Yasal görev patikasından uzaklaştırılan para politikasına ilave olarak, kredi ve maliye politikasında da gevşetici yönde çabalar dikkati çekiyor.
Bakan Nebati göreve gelir gelmez dikkatimi çeken bir gelişme de Hazine’nin TL mevduat hesabından oldukça yüklü bir tutarın piyasaya pompalanması oldu.
Lütfi Elvan döneminde muhtemelen tedbirlilik saiki ile oldukça yüksek bir bakiye olan 160 milyar TL gibi bir seviyede tutulan Hazine TL mevduatı, Bakan Nebati’nin göreve gelmesiyle hızla eritildi; 30 milyar TL seviyesine geriledi.
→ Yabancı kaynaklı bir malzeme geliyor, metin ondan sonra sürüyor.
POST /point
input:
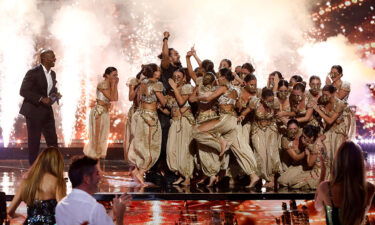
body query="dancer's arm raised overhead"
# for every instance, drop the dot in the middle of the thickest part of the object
(181, 98)
(219, 91)
(165, 61)
(194, 52)
(191, 72)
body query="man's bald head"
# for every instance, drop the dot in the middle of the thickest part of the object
(47, 58)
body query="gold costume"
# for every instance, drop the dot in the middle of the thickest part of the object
(179, 153)
(98, 125)
(265, 139)
(144, 149)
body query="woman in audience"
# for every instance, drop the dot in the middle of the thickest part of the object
(41, 189)
(347, 196)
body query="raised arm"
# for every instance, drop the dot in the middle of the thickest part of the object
(165, 51)
(191, 72)
(194, 96)
(341, 94)
(112, 92)
(199, 61)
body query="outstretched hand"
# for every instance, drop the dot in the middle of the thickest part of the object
(166, 34)
(119, 205)
(193, 51)
(328, 80)
(189, 54)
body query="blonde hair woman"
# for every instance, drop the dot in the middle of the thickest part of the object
(347, 196)
(42, 188)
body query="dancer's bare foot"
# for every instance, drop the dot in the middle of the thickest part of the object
(202, 180)
(253, 180)
(178, 181)
(269, 184)
(213, 180)
(132, 174)
(139, 177)
(224, 146)
(186, 182)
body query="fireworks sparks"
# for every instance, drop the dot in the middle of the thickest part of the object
(88, 36)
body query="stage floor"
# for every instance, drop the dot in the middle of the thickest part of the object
(182, 205)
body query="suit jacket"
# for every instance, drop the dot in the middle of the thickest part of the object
(34, 86)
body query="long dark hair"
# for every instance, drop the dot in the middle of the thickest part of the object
(338, 68)
(109, 70)
(149, 69)
(348, 170)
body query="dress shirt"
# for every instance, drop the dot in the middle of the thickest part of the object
(49, 79)
(79, 207)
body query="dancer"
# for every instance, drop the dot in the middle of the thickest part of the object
(264, 134)
(40, 93)
(99, 121)
(170, 62)
(285, 111)
(179, 153)
(315, 170)
(248, 92)
(133, 85)
(342, 93)
(342, 87)
(315, 90)
(145, 147)
(206, 113)
(231, 135)
(290, 154)
(336, 128)
(301, 106)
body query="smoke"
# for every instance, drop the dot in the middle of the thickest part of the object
(90, 35)
(266, 33)
(20, 22)
(317, 59)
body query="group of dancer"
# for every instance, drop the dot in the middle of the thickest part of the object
(205, 124)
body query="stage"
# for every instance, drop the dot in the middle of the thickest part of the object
(176, 204)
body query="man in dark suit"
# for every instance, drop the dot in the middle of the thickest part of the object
(39, 91)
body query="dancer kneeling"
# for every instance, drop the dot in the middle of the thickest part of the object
(99, 117)
(179, 155)
(314, 169)
(225, 133)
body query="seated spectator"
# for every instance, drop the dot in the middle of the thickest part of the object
(347, 196)
(79, 207)
(41, 189)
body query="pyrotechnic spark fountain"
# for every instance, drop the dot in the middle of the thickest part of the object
(16, 56)
(88, 36)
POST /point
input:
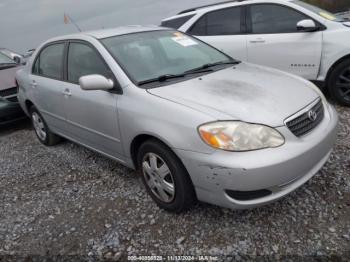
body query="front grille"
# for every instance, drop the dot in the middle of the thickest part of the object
(248, 195)
(8, 92)
(305, 123)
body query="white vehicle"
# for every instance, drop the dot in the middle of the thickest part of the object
(289, 35)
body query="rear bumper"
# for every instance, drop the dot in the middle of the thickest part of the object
(279, 170)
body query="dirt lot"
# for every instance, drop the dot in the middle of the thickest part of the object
(69, 201)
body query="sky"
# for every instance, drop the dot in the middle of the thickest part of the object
(24, 24)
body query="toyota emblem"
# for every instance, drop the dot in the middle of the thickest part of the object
(312, 115)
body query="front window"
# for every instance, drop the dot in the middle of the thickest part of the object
(319, 11)
(148, 55)
(221, 22)
(83, 60)
(6, 60)
(50, 62)
(274, 19)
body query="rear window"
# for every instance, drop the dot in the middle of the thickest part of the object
(176, 23)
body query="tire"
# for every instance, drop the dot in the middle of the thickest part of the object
(339, 83)
(156, 178)
(41, 129)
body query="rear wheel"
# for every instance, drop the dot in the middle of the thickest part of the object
(339, 83)
(165, 178)
(41, 129)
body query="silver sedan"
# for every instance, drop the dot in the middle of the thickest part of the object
(198, 124)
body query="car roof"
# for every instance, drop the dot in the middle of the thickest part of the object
(105, 33)
(220, 5)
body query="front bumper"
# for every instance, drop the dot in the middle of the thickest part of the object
(278, 170)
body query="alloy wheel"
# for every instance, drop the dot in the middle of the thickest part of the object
(158, 177)
(39, 126)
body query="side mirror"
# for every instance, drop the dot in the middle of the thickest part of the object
(95, 82)
(307, 25)
(17, 59)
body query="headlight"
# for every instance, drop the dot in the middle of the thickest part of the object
(240, 136)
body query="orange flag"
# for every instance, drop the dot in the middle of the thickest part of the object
(66, 19)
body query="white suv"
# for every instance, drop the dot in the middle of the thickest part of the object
(286, 34)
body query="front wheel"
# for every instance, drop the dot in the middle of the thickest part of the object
(165, 178)
(41, 129)
(339, 83)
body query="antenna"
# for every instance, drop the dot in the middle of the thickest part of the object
(68, 18)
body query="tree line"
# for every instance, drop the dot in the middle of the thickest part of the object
(331, 5)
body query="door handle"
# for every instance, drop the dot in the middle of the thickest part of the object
(67, 92)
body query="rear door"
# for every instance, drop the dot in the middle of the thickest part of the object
(92, 116)
(46, 82)
(275, 41)
(223, 29)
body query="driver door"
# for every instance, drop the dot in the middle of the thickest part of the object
(274, 40)
(92, 116)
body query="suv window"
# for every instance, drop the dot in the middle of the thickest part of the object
(84, 60)
(222, 22)
(176, 23)
(50, 61)
(272, 19)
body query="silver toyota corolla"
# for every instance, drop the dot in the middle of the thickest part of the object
(198, 124)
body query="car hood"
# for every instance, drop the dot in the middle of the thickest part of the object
(244, 92)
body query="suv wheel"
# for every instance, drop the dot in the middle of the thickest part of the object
(165, 178)
(41, 129)
(339, 83)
Berat Albayrak döneminde de benzer biçimde piyasaya TL enjekte edip TL borçlanmayı azaltan, yerine de döviz ve altın borçlanmasına yüklenen bir Hazine yönetimi sergilenmişti. Bu politikaya yeniden yol veriliyor.
Ayrıca bir gecede Merkez Bankası’na yazdırılan 60 milyar kâr ile Hazine’nin kasasına şubat başında bu tutar girecek. Bu da muhtemelen piyasaya sürülecek.
Diğer taraftan, açıklamalara da bakıldığında, 50 milyar TL’yi aşan bir miktarda sermaye enjeksiyonu ile kamu bankalarının kredi pompalama işlevine sektör içindeki payını yükseltecek biçimde yeniden dönecekleri, Kredi Garanti Fonu kanalından yeniden kredi kanalının canlandırılacağı da dikkat çekiyor.
2020’deki zorlama politikasının da etkisiyle tanık olunan kredi patlamasının sonuçları ortada. Döviz ve altın talebini patlatan, bunun sonucu olarak ortaya çıkan kur artışına da rezerv eriterek engel olma çabası işe yaramamıştı.
Şimdi aynı yola tekrar girilirken, 2 şey yok; birincisi döviz talebine set çekecek bir TL faizi yok, satacak döviz rezervi yok.
Tersine döviz talebini destekleyen yüksek bir negatif reel faiz var. Üstüne bir de genişletici bir para ve kredi zorlaması kurlara ve enflasyona ‘tüyü’ dikecektir.